Apply an gawk script to multiple files in a folder - bash

I would like to use the following awk line to remove every even line (and keep the odd lines) in a text file.
awk 'NR%2==1' filename.txt > output
The problem is that I struggle to either loop properly in awk or build a shell script to apply this to all *.txt fies in a folder. I tried to use this one-liner
gawk 'FNR==1{if(o)close(o);o=FILENAME;
sub(/\.txt/,"_oddlines.txt",o)}{NR%2==1; print>o}'
but that didn't remove the even lines. And I am even less familiar with shell scripting. I use gawk under win7 or cygwin with bash. Many thanks for any kind of idea.

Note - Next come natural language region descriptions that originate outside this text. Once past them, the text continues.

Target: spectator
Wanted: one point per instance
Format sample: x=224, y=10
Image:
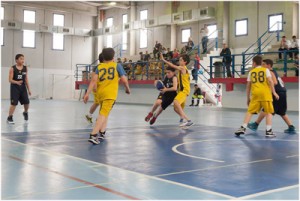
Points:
x=190, y=44
x=226, y=53
x=204, y=40
x=284, y=45
x=146, y=56
x=196, y=68
x=294, y=46
x=297, y=65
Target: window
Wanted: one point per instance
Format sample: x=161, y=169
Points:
x=125, y=18
x=124, y=40
x=241, y=27
x=58, y=39
x=143, y=14
x=275, y=22
x=185, y=34
x=28, y=38
x=109, y=41
x=143, y=38
x=109, y=22
x=29, y=16
x=212, y=31
x=2, y=13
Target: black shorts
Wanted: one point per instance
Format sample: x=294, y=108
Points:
x=280, y=106
x=18, y=93
x=167, y=99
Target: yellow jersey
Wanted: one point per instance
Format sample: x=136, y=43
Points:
x=184, y=82
x=260, y=89
x=108, y=81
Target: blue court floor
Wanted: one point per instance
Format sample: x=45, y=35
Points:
x=50, y=157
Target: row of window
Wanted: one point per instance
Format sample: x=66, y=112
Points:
x=241, y=29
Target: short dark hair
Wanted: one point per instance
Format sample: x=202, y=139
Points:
x=185, y=58
x=101, y=59
x=269, y=62
x=108, y=54
x=170, y=69
x=18, y=56
x=257, y=59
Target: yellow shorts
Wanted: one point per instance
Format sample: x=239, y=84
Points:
x=106, y=106
x=96, y=99
x=181, y=98
x=256, y=106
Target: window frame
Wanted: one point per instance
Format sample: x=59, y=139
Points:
x=141, y=15
x=281, y=30
x=247, y=21
x=182, y=34
x=34, y=45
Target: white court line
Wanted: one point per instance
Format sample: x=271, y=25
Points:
x=212, y=168
x=132, y=172
x=267, y=192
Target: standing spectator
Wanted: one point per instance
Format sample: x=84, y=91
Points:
x=297, y=65
x=284, y=45
x=204, y=40
x=146, y=56
x=226, y=53
x=294, y=46
x=190, y=44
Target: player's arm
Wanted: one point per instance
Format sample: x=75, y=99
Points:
x=123, y=78
x=91, y=87
x=171, y=65
x=11, y=76
x=174, y=88
x=271, y=83
x=27, y=83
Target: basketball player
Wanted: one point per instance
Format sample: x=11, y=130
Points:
x=89, y=117
x=183, y=88
x=166, y=96
x=259, y=82
x=18, y=78
x=280, y=106
x=107, y=80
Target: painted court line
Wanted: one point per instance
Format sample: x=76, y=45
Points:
x=76, y=179
x=268, y=192
x=136, y=173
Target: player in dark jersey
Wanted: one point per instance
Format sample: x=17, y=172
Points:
x=166, y=96
x=280, y=105
x=89, y=116
x=18, y=78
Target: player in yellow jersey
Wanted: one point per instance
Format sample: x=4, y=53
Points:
x=260, y=83
x=107, y=80
x=89, y=116
x=183, y=88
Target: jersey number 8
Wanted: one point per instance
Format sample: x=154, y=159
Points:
x=260, y=77
x=110, y=71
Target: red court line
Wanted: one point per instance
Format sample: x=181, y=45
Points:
x=76, y=179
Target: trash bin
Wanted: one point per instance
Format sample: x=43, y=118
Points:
x=218, y=69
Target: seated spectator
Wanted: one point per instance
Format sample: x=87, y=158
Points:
x=190, y=44
x=297, y=65
x=284, y=45
x=294, y=46
x=147, y=56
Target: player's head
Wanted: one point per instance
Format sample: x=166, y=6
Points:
x=184, y=60
x=101, y=59
x=268, y=63
x=108, y=54
x=19, y=59
x=257, y=61
x=170, y=72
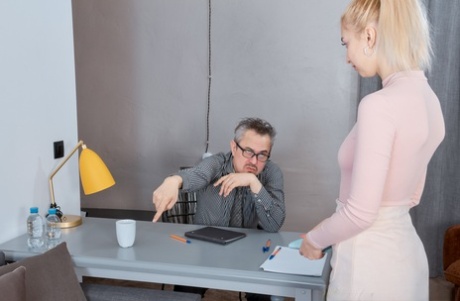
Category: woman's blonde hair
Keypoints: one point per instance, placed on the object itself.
(403, 34)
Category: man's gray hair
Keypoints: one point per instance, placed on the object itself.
(258, 125)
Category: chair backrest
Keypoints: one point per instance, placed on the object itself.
(184, 210)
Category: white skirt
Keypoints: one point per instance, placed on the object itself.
(386, 262)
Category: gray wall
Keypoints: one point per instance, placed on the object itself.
(142, 79)
(37, 107)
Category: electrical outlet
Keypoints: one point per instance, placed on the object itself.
(58, 149)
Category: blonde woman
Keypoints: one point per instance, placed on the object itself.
(377, 254)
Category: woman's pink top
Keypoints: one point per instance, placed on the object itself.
(383, 161)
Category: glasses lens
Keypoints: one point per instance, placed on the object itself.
(248, 153)
(262, 157)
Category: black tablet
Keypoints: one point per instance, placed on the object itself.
(215, 235)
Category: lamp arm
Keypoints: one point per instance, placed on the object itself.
(51, 186)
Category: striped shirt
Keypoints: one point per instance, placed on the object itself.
(241, 208)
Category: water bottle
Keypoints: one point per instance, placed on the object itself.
(35, 229)
(53, 231)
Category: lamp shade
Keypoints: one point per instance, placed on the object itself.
(94, 174)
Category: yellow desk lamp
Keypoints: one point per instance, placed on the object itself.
(94, 175)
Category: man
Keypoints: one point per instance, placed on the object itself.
(241, 188)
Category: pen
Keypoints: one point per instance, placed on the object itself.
(267, 246)
(181, 239)
(274, 253)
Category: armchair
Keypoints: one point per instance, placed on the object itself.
(451, 258)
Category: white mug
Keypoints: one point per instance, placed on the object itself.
(126, 232)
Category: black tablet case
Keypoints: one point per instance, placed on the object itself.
(215, 235)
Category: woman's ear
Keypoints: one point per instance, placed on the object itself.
(371, 36)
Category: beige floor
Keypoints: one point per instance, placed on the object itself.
(440, 290)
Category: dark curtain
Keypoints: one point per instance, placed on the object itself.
(440, 204)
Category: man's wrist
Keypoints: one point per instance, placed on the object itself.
(176, 179)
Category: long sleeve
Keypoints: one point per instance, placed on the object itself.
(383, 160)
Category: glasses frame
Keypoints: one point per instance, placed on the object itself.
(249, 153)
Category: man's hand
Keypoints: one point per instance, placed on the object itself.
(233, 180)
(166, 195)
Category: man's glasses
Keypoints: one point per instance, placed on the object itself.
(249, 153)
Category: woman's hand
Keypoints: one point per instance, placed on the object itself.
(308, 250)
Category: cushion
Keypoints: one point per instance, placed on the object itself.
(50, 276)
(452, 273)
(13, 286)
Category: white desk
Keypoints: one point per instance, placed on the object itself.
(157, 258)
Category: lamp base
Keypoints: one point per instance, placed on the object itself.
(70, 221)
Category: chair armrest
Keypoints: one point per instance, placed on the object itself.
(451, 247)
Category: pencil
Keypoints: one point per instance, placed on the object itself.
(274, 253)
(181, 239)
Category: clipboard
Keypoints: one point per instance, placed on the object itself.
(289, 261)
(215, 235)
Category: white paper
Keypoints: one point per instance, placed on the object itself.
(289, 261)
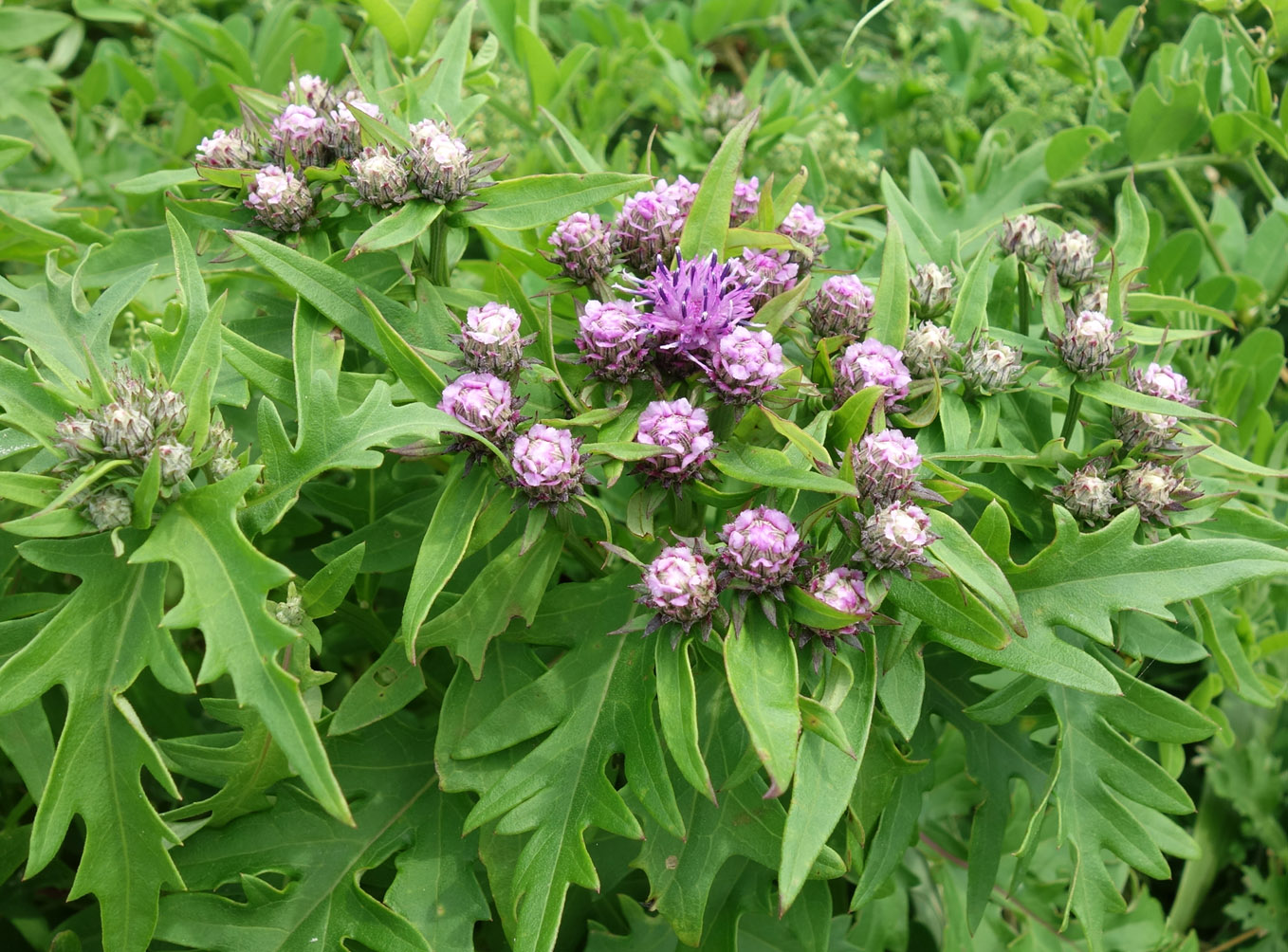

Your existing gawk one-liner is really close. Here it is formatted as a more readable script:
FNR == 1 {
if (o)
close(o)
o = FILENAME
sub(/\.txt/, "_oddlines.txt", o)
}
{
NR % 2 == 1
print > o
}
This should make the error obvious1. So now we remove that error:
FNR == 1 {
if (o)
close(o)
o = FILENAME
sub(/\.txt/, "_oddlines.txt", o)
}
NR % 2 == 1 {
print > o
}
$ awk -f foo.awk *.txt
and it works (and of course you can re-one-line-ize this).
(Normally I would do this with a for like the other answers, but I wanted to show you how close you were!)
1Per comment, maybe not quite so obvious?
Awk's basic language construct is the "pattern-action" statement. An awk program is just a list of such statements. The "pattern" is so named because originally they were mostly grep-like regular expression patterns:
$ awk '/^be.*st$/' < /usr/share/dict/web2
beanfeast
beast
[snip]
(Except for the slashes, this is basically just running grep, since it uses the default action, print.)
Patterns can actually contain two addresses, but it's more typical to use one, as in these cases. Patterns not enclosed within slashes allow tests like FNR == 1 (File-specific Number of this Record equals 1) or NR % 2 == 1 (Number of this Record—cumulative across all files!—mod 2 equals 1).
Once you hit the open brace, though, you're into the "action" part. Now NR % 2 == 1 simply calculates the result (true or false) and then throws it away. If you leave out the "pattern" part entirely, the "action" part is run on every input line. So this prints every line.
Note that the test NR % 2 == 1 is testing the cumulative record-number. So if some file has an odd number of lines ("records"), the next file will print out every even-numbered line (and this will persist until you hit another file with an odd number of lines).
For instance, suppose the two input files are A.txt and B.txt. Awk starts reading A.txt and has both FNR and NR set to 1 for the first line, which might be, e.g., file A, line 1. Since FNR == 1 the first "action" is done, setting o. Then awk tests the second pattern. NR is 1, so NR % 2 is 1, so the second "action" is done, printing that line to A_oddlines.txt.
Now suppose file A.txt contains only that one line. Awk now goes on to file B.txt, resetting FNR but leaving NR cumulative. The first line of B might be file B, line 1. Awk tries the first "pattern", and indeed, FNR == 1 so this closes the old o and sets up the new one.
But NR is 2, because NR is cumulative across all input files. So the second pattern (NR % 2 == 1) computes 2 % 2 (which is 0) and compares == 1 which is false, and thus awk skips the second "action" for line 1 of file B.txt. Line 2, if it exists, will have FNR == 2 and NR == 3, so that line will be copied out.
(I originally assumed, since your script was close to working, that you intended this and were just stuck a bit on syntax.)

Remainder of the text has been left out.